Anche la tela di Jusepe de Ribera con l’effige di Un cavaliere dell’Ordine di Santiago non sfugge a questa logica; in essa, infatti, appare stagliata su sfondo nero una figura solitaria che si fa ritrarre in modo inusuale: indossa una golilla e un collare e regge un bastone, elementi che lo identificano rispettivamente come appartenente all’aristocrazia di corte, all’ordine di Santiago (titolo riservato ai soli spagnoli di nascita) e come membro dell’esercito.

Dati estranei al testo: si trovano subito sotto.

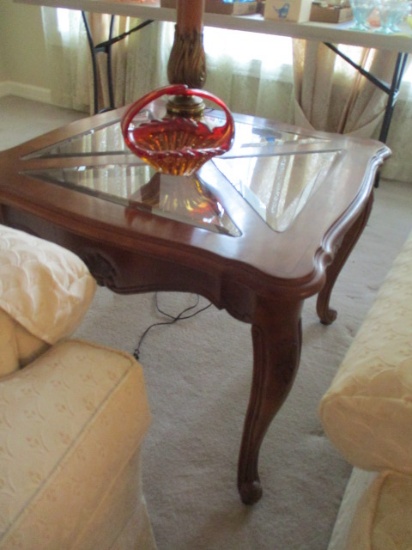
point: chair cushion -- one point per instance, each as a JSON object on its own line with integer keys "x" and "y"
{"x": 383, "y": 517}
{"x": 44, "y": 287}
{"x": 17, "y": 346}
{"x": 70, "y": 423}
{"x": 367, "y": 411}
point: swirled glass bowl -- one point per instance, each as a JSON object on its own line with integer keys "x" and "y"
{"x": 176, "y": 144}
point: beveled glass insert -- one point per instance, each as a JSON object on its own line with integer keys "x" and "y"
{"x": 279, "y": 186}
{"x": 139, "y": 187}
{"x": 275, "y": 171}
{"x": 104, "y": 140}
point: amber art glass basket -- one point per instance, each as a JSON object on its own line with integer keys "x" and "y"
{"x": 176, "y": 144}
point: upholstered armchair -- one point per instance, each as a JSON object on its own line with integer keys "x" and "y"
{"x": 73, "y": 414}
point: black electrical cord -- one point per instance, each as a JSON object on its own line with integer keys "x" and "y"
{"x": 172, "y": 319}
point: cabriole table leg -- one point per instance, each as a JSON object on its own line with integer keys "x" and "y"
{"x": 276, "y": 335}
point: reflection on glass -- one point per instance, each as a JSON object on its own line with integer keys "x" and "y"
{"x": 275, "y": 171}
{"x": 104, "y": 140}
{"x": 278, "y": 187}
{"x": 139, "y": 187}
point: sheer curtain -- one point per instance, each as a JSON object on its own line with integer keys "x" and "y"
{"x": 292, "y": 81}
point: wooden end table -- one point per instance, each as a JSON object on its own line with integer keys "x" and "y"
{"x": 257, "y": 233}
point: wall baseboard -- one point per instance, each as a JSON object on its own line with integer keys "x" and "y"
{"x": 27, "y": 91}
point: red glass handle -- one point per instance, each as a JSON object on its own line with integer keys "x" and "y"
{"x": 183, "y": 90}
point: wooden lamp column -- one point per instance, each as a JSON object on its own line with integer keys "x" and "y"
{"x": 187, "y": 61}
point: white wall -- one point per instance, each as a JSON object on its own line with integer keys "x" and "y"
{"x": 23, "y": 66}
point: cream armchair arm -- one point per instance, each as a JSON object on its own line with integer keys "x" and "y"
{"x": 71, "y": 427}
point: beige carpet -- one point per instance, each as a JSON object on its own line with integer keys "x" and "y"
{"x": 198, "y": 375}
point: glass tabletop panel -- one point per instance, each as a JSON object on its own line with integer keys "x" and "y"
{"x": 274, "y": 171}
{"x": 140, "y": 187}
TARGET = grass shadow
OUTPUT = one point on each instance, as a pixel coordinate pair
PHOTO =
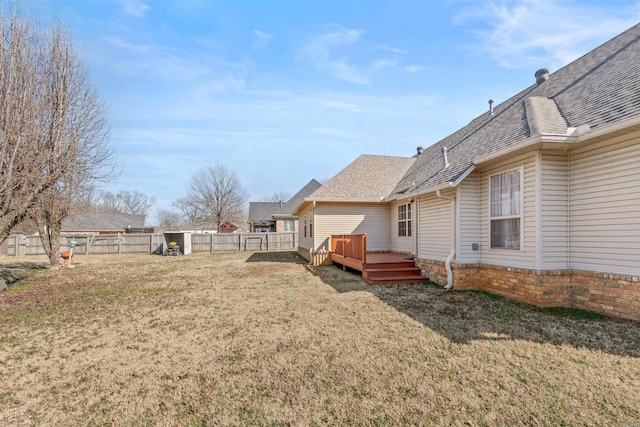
(15, 272)
(465, 316)
(276, 256)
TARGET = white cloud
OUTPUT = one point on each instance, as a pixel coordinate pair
(320, 51)
(344, 54)
(549, 33)
(262, 35)
(414, 68)
(135, 8)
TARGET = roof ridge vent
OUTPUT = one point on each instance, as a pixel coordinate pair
(542, 75)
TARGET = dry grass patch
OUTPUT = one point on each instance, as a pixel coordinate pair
(264, 339)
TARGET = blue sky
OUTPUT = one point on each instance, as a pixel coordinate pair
(285, 91)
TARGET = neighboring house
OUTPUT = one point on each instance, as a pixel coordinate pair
(102, 223)
(278, 216)
(537, 199)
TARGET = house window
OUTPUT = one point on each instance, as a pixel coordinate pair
(506, 209)
(404, 220)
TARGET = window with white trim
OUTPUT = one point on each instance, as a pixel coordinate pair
(505, 209)
(404, 220)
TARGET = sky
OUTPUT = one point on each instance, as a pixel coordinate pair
(282, 92)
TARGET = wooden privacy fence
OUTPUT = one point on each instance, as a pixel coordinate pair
(23, 245)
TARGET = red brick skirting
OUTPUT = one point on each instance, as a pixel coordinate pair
(615, 295)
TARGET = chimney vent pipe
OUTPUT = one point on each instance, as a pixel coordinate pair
(542, 75)
(445, 160)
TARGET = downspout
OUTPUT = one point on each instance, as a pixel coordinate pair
(311, 251)
(452, 254)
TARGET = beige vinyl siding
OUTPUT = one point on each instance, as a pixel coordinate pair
(353, 218)
(305, 242)
(604, 206)
(526, 256)
(469, 212)
(434, 238)
(554, 231)
(402, 244)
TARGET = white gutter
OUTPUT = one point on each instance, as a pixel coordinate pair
(452, 254)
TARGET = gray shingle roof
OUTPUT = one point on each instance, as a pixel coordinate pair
(264, 211)
(600, 88)
(102, 222)
(368, 177)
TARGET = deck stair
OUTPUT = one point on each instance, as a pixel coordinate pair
(378, 268)
(391, 273)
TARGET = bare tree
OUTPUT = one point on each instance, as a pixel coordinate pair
(189, 207)
(278, 196)
(168, 218)
(134, 202)
(50, 118)
(76, 124)
(218, 194)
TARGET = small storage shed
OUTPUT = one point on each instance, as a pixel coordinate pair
(182, 239)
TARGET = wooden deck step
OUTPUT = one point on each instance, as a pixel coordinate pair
(394, 280)
(390, 272)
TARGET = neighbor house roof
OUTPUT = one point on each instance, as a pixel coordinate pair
(369, 178)
(599, 89)
(114, 222)
(266, 211)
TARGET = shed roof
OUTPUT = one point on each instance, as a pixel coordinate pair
(115, 222)
(265, 211)
(368, 178)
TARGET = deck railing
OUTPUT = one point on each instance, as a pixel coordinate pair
(350, 246)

Il personaggio porta, inoltre, un paio di occhiali da vista, oggetto che appare raramente in un quadro, soprattutto se si considera che nella prima metà del Seicento (l’opera è stata realizzata tra il 1638 e il 1640) gli occhiali non erano utilizzati per tutta la giornata, ma solo nelle occasioni in cui davvero erano necessari: e ciò a causa della loro scomodità. Dovuta alla mancanza di supporti per tenerli fermi sul volto (le stanghette saranno inventate solo nel 1727, da un ottico londinese) e alla pesantezza del primitivo e poco adatto tipo di materiale della montatura. Il fatto che il nobile del quadro li indossi, lascia ipotizzare che lo stesso fosse affetto da una forte miopia, che rendesse assolutamente indispensabile il ricorso allo scomodo strumento, divenuto elemento identificativo in grado di conferire al soggetto l’acutezza grifagna di un rapace.